Extracting the right information and having some understanding of context is the first step to exploiting more complex use cases, Keri Smith told BI. Smith helps financial companies strategize and execute their data and generative AI initiatives at Accenture.

“The power of enterprise search is its ability to save time so humans can innovate and interact,” Jeff McMillan, head of enterprise-wide AI at Morgan Stanley, told BI . “Additionally, it reduces the barriers that prevent employees from quickly accessing solid intellectual capital from the company’s top experts, essentially equipping them with knowledge firepower for meetings and discussions,” he added.

A new class of fintechs is beginning to emerge to sell Wall Street by removing simple but time-consuming tasks, like perfecting corporate logos at an investment bank and grooming executives before client meetings.

Rogo is one such startup that offers a junior banker level assistant. It has already onboarded some 25 Wall Street firms on its generative AI platform.

“Companies are realizing the value of enterprise search not just for a traditional search engine, but also for all the downstream applications you can build off of it,” said Gabe Stengel, CEO of Enterprise Search. co-founder and CEO of Rogo, at BI.

Meanwhile, two Stanford graduates came together to create Mako, a generative AI associate for the private equity industry. The startup, which aims to help employees search for institutional data, recently raised $1.55 million from the same venture capitalist that was an early backer of OpenAI.

Why research is difficult

There’s a reason why Google is the go-to search engine on the Internet.

“It’s actually a fundamentally difficult problem to sort out and then sort out what might be useful” to a specific user, Raphael said of the research. Not only is search a difficult IT problem, but customizing relevance and managing account permissions (who is allowed to see the given data) is not an easy task, he added.

The latter is something Blackstone discovered for the majority of 10 months when it recently built its own internal AI-powered search engine.

Add to that the fact that Wall Street jargon is complex and nuanced – words like hedge, ticker and options have completely different meanings outside of a financial context – and it presents another obstacle for financial firms using products commercially available, such as OpenAI’s ChatGPT.

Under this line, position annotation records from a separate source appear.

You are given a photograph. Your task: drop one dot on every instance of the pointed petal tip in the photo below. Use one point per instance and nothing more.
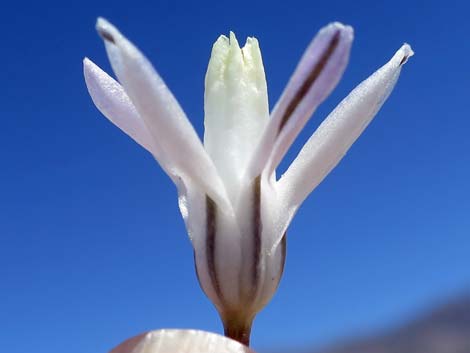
(405, 52)
(233, 40)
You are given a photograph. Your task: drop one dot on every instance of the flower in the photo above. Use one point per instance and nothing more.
(235, 209)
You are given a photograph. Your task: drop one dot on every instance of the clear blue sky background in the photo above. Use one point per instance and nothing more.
(92, 247)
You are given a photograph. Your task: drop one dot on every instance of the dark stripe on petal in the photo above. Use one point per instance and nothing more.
(257, 228)
(211, 230)
(314, 74)
(106, 35)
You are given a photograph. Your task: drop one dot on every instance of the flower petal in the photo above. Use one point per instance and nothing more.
(337, 133)
(163, 116)
(235, 106)
(180, 341)
(317, 73)
(113, 102)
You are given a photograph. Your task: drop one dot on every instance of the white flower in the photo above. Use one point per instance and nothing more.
(235, 209)
(180, 341)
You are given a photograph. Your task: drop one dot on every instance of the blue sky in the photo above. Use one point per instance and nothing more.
(92, 247)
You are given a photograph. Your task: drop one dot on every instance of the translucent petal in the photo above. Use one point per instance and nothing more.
(337, 133)
(181, 148)
(317, 73)
(236, 106)
(180, 341)
(113, 102)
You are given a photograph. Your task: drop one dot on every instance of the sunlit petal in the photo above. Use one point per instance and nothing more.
(180, 341)
(317, 73)
(111, 99)
(337, 133)
(162, 114)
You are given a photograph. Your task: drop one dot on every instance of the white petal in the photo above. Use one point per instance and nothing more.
(337, 133)
(235, 105)
(111, 99)
(180, 341)
(182, 150)
(317, 73)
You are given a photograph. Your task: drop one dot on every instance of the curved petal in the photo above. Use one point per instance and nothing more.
(182, 150)
(180, 341)
(235, 106)
(113, 102)
(337, 133)
(317, 73)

In March, Balyasny Asset Management hired Peter Anderson, a former AI scientist at Google, to help the hedge fund improve its back-end system that extracts information from millions of documents to answer complex research questions. Familiarizing OpenAI’s models with financial jargon allowed Balyasny’s internal version of ChatGPT to surface the most useful document 60% more frequently than without this training.

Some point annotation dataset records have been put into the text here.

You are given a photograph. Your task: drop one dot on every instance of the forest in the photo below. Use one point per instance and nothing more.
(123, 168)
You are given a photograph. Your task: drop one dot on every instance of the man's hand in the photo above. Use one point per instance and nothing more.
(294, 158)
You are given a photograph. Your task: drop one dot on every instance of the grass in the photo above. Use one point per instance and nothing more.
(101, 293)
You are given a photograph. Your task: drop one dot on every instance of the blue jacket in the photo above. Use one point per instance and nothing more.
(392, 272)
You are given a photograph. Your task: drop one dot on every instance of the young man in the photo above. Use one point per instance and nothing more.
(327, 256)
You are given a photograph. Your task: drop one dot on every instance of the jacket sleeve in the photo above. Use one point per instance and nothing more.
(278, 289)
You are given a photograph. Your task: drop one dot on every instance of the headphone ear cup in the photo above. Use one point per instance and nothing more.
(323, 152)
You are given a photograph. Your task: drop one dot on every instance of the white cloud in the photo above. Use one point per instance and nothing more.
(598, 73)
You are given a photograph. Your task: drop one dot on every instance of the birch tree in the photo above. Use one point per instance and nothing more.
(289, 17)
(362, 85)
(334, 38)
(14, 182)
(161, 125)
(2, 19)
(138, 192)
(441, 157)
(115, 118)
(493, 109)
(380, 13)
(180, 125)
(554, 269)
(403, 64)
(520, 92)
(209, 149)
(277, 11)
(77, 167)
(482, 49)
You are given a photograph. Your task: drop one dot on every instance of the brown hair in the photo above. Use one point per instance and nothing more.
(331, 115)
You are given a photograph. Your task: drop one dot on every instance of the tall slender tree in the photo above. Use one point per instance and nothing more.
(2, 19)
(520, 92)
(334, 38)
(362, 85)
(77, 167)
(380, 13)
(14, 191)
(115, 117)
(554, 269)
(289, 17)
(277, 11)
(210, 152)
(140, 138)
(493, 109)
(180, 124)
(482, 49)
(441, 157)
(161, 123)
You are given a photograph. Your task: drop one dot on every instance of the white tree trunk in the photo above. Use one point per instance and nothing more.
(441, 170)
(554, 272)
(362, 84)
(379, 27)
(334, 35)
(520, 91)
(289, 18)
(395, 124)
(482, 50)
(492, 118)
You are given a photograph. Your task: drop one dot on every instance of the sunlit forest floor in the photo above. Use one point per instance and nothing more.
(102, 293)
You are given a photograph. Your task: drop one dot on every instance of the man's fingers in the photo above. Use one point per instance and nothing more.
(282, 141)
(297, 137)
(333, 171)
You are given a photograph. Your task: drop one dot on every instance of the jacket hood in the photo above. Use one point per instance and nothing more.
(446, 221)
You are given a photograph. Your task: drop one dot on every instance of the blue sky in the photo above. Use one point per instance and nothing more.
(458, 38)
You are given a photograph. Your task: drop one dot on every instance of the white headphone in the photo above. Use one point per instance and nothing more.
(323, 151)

Yet generative AI brings companies closer to solving search problems.

“People are building knowledge bases, they’re letting this genAI explore and being able to do searches or summaries, I think maybe that’s a stepping stone to solving the problem,” Raphael said.

Where Goldman is putting its weight behind generative AI

Legend AI Query is just the beginning for Goldman Sachs.

The search tool is the bank’s second generative AI tool, the first being a generative AI developer co-pilot that helps software engineers code more efficiently. This effort resulted in approximately a 20% increase in efficiency depending on the use case.

As Goldman’s AI/ML engineers worked to crack the research code, they also created another generative AI tool that aims to help data engineers – the developers who manage the bank’s data and make sure they are vetted, organized, and structured — do their jobs better. Legend Copilot is another tool launched by the bank this month, designed to make it easier to get more data about Legend and manage it in a methodical way.

Raphael said he’s focused on “really helping engineers and non-engineers alike find and discover the right data for their use case.”